My first big misconception about R syntax was to think that R had statements, it doesn’t. What other languages would treat as statements R always treats as expressions. The if, for and while constructs have values (e.g., 2*(if (x == y) 2 else 4)). No problem, I used Algol 68 as an undergraduate, which supports this kind of usage. I assumed that when an if appeared as an operand in an expression it would have to be bracketed using () or {} to avoid creating a substantial number of parsing ambiguities; WRONG. No brackets need be specified, the R expression if (x == y) 2 else 4+1 is ambiguous (it could be treated as-if it had been written if (x == y) 2 else (4+1) or (if (x == y) 2 else 4)+1) and the R project grammar relies on its precedence specification to resolve the conflict (in favor of the first possibility listed above).

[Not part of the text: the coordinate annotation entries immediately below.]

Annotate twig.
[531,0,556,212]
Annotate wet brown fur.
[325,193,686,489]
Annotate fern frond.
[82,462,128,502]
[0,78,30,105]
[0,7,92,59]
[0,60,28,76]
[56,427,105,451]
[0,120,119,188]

My next big surprise came from the handling of unary operators. Most modern languages give all unary operators the same precedence, generally higher than any binary operator. Following Fortran the R unary operators have a variety of different precedence levels; however R did not adopt the restrictions Fortran places on where unary operators can occur.

I assumed that R had adopted the restrictions used by other languages containing unary operators at different precedence levels, e.g., not allowing a unary operator token to follow a binary operator token (i.e., there has to be an intervening opening parenthesis); WRONG. R allows me to write 1 == !1 < 0, while Fortran (and Ada, etc) require that a parenthesis be inserted between the operands == ! (hopefully resulting in the intent being clearer).

I had to think a bit to come up with an explicit set of grammar rules to handle R unary operator's freedom of expression (without creating any ambiguities).

Stepping back from the details. My view is that programming language syntax should be designed to reduce the number of mistakes developers make. Requiring that brackets appear in certain contexts helps prevent mistakes by the original author and subsequent readers of the code.

Claims that R (or any other language) syntax is 'natural' is clearly spurious and really no more than a statement of preference by the speaker. Our DNA has not yet been found to equip us to handle one programming language better than another.

Over the coming months I hope to have the time to analyse R source looking for faults that might not have occurred had brackets been used. Also how much code might be broken if R started to require brackets in certain contexts?

An example of the difference that brackets can make is provided by the handling of the unary ! operator in R and C/C++/Java/etc. Take the expression !x > y, which R parses as-if written !(x > y) and C/C++/Java/etc as if written (!x) > y. I would not claim that either is better than the other from the point of view of developers getting the behavior right, I know that some C programmers get it wrong and I suspect that some R programmers do too.

By increasing the precedence of unary plus/minus the R designers ensured that 8/-2/2 was parsed like (8/-2)/2 rather than 8/(-2/2).